Avoid: airlines / hotels and tourism / traditional “bricks and mortar” retail / oil and gas services / real estate and construction / insurance and financial services / transportation manufacturing / business services / consumer credit (i.e. auto loans) / luxury goods and face-to-face luxury services.
“The future is inherently uncertain,” Reid said. “So, waking up as a portfolio manager and saying, ‘I've got a plan, this is exactly what we're going to do’, isn't always the best mindset. What we set out to do is say, broadly speaking, that there are three possible future paths for the economy. We have to pick a default expectation, but let’s set up some markers and milestones so that we can check ourselves against what the market is telling us and pivot accordingly.”

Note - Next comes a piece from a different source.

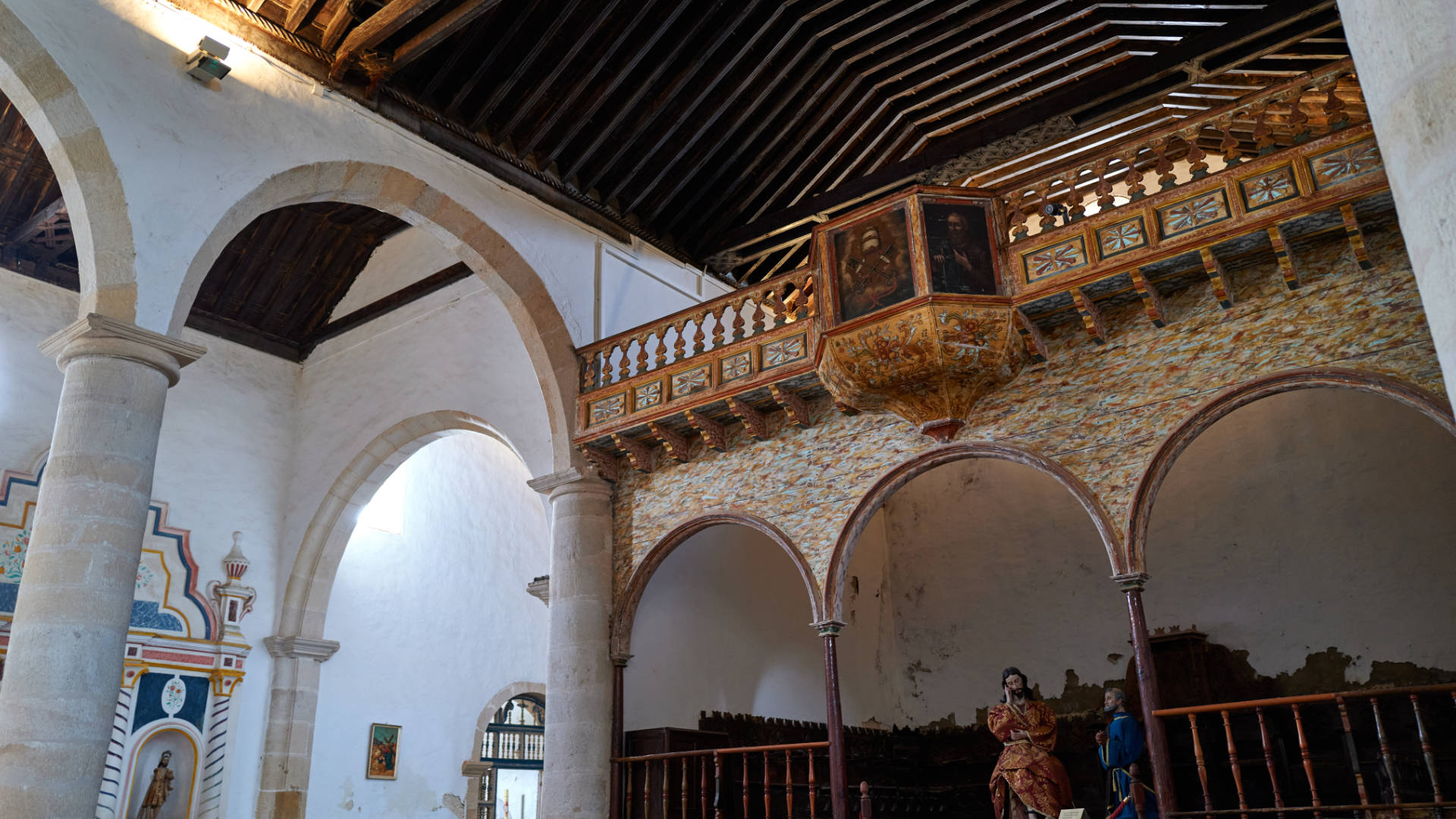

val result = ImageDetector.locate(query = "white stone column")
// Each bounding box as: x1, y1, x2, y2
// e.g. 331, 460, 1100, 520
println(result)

He added: “It’s pretty obvious to us that we're not in the ‘rapid recovery’ scenario; things are not turning around as quickly as the optimists had originally thought. On the balance of probabilities, we believe we are in our ‘moderate recovery’ scenario, but that doesn't mean that we can’t slip into a more protracted recovery. So let’s play defense and protect client wealth.”
Proof’s funds have weathered the volatility well. Year-to-date its alternative income fund is up 10.1% and its alternative growth fund is up 3.6% (versus negative 1.3% for the TSX). Kaliel believes the fund’s stability and tangible alternative approach is hitting a chord with investors, and that the ability of fund performance to hold up during this time of crisis bodes well for the future.
He said: “Our concern is that not all alternative strategies are the same, and that investors may be fooled by other funds pretending to do what we do. We're on the tangible end of the alternative asset spectrum. We're not a hedge fund dressed up in sheep's clothing. We are following the right type of alternative strategy for the current environment.”